Da ciò la sentenza in commento fa discendere l’inapplicabilità, al reclamo dell’Amministrazione innanzi il Tribunale di sorveglianza, “delle disposizioni che riguardano l’impugnazione proposta per i soli interessi civili (art. 573 cod. proc. pen.) dalle altre parti private presenti nel giudizio penale, come pure della norma che impone, nei casi da ultimo richiamati, il ministero di un difensore (art. 100 cod. proc. pen.), per la disomogeneità sostanziale dei termini di riferimento”. La Corte, quindi, ritiene anche che “la possibilità di costituzione informale da parte dell’Amministrazione, espressamente prevista dall’art. 35-bis, comma 1, Ord. pen. nella fase promossa dal reclamo-istanza del detenuto, di competenza del magistrato di sorveglianza”, si possa applicare anche al successivo reclamo-impugnazione innanzi al Tribunale di Sorveglianza.

 

3. Si deve parlare ora del contrasto per il quale la sezione I penale aveva ordinato la remissione alle Sezioni Unite, anche se esse lo affrontano alla fine della pronuncia in commento, in quanto la soluzione adottata vuole inscriversi nella scia di quanto appena esaminato.

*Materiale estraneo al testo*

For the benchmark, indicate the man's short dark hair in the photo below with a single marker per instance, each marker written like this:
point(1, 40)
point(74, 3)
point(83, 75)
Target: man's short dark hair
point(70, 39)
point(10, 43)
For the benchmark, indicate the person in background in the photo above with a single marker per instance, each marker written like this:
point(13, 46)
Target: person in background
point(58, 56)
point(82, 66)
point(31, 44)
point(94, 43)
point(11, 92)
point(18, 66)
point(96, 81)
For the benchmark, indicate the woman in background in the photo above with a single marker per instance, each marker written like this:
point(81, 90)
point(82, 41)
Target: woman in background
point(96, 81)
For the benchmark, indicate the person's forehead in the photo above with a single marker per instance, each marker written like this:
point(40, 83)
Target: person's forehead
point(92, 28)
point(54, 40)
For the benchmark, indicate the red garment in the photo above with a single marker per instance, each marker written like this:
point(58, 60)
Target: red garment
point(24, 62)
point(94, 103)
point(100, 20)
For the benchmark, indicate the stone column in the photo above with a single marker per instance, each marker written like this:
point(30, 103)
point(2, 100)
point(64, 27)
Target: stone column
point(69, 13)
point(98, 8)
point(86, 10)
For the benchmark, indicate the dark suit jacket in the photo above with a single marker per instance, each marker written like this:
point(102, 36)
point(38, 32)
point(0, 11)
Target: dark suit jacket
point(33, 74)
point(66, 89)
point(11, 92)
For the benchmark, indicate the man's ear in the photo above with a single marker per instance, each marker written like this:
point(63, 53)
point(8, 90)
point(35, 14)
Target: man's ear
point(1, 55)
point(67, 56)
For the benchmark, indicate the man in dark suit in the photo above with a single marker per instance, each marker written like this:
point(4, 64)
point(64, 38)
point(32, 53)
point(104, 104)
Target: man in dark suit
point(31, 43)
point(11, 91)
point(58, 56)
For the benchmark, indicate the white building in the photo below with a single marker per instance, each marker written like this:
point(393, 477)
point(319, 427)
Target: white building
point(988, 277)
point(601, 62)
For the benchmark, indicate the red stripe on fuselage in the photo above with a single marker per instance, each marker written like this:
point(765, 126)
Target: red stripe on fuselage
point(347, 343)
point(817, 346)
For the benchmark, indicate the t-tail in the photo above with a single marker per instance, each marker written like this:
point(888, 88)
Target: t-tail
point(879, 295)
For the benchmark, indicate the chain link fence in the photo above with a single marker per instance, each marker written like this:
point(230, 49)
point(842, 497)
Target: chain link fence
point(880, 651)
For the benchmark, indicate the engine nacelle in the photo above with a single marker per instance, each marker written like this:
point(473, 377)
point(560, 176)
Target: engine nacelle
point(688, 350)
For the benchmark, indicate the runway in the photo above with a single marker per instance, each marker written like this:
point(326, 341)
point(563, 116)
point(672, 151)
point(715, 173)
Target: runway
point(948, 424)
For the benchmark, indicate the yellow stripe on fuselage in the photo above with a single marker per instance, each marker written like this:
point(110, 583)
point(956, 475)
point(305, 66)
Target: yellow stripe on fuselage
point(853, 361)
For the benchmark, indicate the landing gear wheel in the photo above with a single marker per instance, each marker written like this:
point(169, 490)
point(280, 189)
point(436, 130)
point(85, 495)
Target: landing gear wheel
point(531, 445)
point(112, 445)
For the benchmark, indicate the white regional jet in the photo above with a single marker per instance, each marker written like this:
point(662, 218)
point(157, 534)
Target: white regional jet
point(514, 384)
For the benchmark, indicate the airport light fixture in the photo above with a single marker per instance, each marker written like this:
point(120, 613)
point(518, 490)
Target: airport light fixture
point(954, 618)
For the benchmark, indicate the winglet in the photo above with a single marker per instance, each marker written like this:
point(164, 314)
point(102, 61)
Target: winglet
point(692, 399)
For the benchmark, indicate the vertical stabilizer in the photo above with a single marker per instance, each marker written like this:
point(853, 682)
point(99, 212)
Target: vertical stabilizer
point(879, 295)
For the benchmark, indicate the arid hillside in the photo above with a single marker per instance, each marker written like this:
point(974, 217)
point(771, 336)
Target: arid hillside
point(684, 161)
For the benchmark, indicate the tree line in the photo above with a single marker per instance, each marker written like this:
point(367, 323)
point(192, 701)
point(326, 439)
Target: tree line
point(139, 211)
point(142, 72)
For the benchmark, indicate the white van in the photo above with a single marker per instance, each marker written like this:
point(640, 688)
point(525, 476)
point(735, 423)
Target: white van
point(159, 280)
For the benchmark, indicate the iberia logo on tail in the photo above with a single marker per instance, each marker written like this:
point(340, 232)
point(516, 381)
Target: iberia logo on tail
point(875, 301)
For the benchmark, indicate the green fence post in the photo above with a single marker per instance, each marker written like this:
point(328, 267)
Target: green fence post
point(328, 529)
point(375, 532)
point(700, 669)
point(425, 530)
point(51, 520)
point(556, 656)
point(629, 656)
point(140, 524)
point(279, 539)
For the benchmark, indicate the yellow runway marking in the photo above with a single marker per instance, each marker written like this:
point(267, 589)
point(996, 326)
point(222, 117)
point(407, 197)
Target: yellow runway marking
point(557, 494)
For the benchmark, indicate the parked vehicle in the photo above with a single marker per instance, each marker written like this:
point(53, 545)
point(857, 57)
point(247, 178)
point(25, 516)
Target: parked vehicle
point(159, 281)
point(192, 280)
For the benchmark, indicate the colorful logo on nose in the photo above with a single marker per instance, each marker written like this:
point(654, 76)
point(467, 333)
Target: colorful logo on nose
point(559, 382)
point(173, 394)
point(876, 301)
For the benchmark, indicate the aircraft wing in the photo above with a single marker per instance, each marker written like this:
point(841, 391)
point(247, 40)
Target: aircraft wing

Ci si chiedeva infatti se, con il rigetto del ricorso del Ministero, esso debba essere condannato ex art. 616, co. 1, prima prop. cod. proc. pen. al pagamento delle spese del procedimento, e – in caso di declaratoria di inammissibilità – se esso sia anche tenuto al pagamento alla cassa delle ammende delle somme di cui all’art. 616, co. 1 seconda prop. e 616, co. 2 cod. proc. pen.

Secondo un primo orientamento[4], al Ministero della Giustizia si applicherebbero “i principi di diritto espressi in riferimento al procedimento per la riparazione dell’ingiusta detenzione” ex art. 314 cod. proc. pen., in cui il Ministero dell’Economia e delle Finanze – in caso di rigetto o inammissibilità del proprio ricorso – è tenuto a pagare le somme di cui all’art. 616 cod. proc. pen., poiché esso viene considerato “parte privata” in tale sede.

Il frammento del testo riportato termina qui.